1Division of Nephrology, Department of Medicine, University of California, San Francisco, San Francisco, California, USA; 2Houston Kidney Consultants, Houston, Texas, USA; 3Houston Methodist Institute for Academic Medicine, Houston, Texas, USA; 4Division of Research, Kaiser Permanente Northern California, Oakland, California, USA; 5Department of Epidemiology and Biostatistics, University of California, San Francisco, San Francisco, California, USA; 6Division of Critical Care, Department of Anesthesia, University of California, San Francisco, San Francisco, California, USA; and 7Department of Nephrology, Kaiser Permanente Oakland Medical Center, Oakland, California, USA

Keywords: dialysis, dialysis-requiring, kidney function, acute kidney injury, prediction model, renal recovery

For Part 1, please click here.

RESULTS

Cohort Assembly and Baseline Characteristics

We initially identified 13,213 adult patients who received inpatient RRT. After excluding patients who received chronic dialysis before hospitalization, were of age <18 years, had unknown gender, had <12 consecutive months of membership or drug coverage before the index hospitalization had no baseline serum creatinine concentration, had baseline eGFR >150 or <15 ml/min per 1.73 m², had a predicted probability of inpatient mortality ≥20%, or had <50% increase in peak inpatient serum creatinine concentration compared with preadmission baseline, we had a final analytic cohort of 2214 patients with AKI-D (Figure 1).
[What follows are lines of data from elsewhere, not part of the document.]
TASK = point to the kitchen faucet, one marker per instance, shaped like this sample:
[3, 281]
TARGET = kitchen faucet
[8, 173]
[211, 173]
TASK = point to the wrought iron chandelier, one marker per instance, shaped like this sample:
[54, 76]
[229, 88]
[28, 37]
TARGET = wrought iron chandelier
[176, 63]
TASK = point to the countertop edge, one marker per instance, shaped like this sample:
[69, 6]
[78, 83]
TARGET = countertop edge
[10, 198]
The mean age was 67.1 years, 40.8% were women, and 54.0% were white. Overall, 905 (40.9%) patients recovered within 90 days of RRT initiation. Of the patients who did not recover, 731 (55.8%) died while still dialysis-dependent. Selected candidate predictors are presented in Table 1; the remaining additional candidate predictors are reported in Supplementary Table S1. Compared with patients who did not recover, patients who recovered were younger and less likely to have a history of heart failure or chronic liver disease. Those who recovered had a higher body mass index, higher baseline eGFR, less proteinuria, and higher preadmission hemoglobin level (Table 1).

Logistic Regression

In 1000 bootstrap samples of the analytic cohort, 4 predictors were chosen by stepwise regression in >75% of samples: baseline (preadmission) eGFR (all 1000 samples), preadmission hemoglobin level (954 samples), history of chronic liver disease (863 samples), and age (802 samples). The c-index of a model with these predictors, obtained using observed and predicted values from 10-fold cross-validation, was 0.64. The correlation coefficient (R) between observed and predicted probabilities of recovery, plotted by decile of predicted probability of recovery, was high at 0.97 (Figure 2). Predicted recovery probabilities ranged from 9% to 22% in the lowest decile to 58% to 66% in the highest decile. Using the full analytic cohort, we obtained odds ratios for recovery for the 4 chosen predictors using logistic regression (Table 2).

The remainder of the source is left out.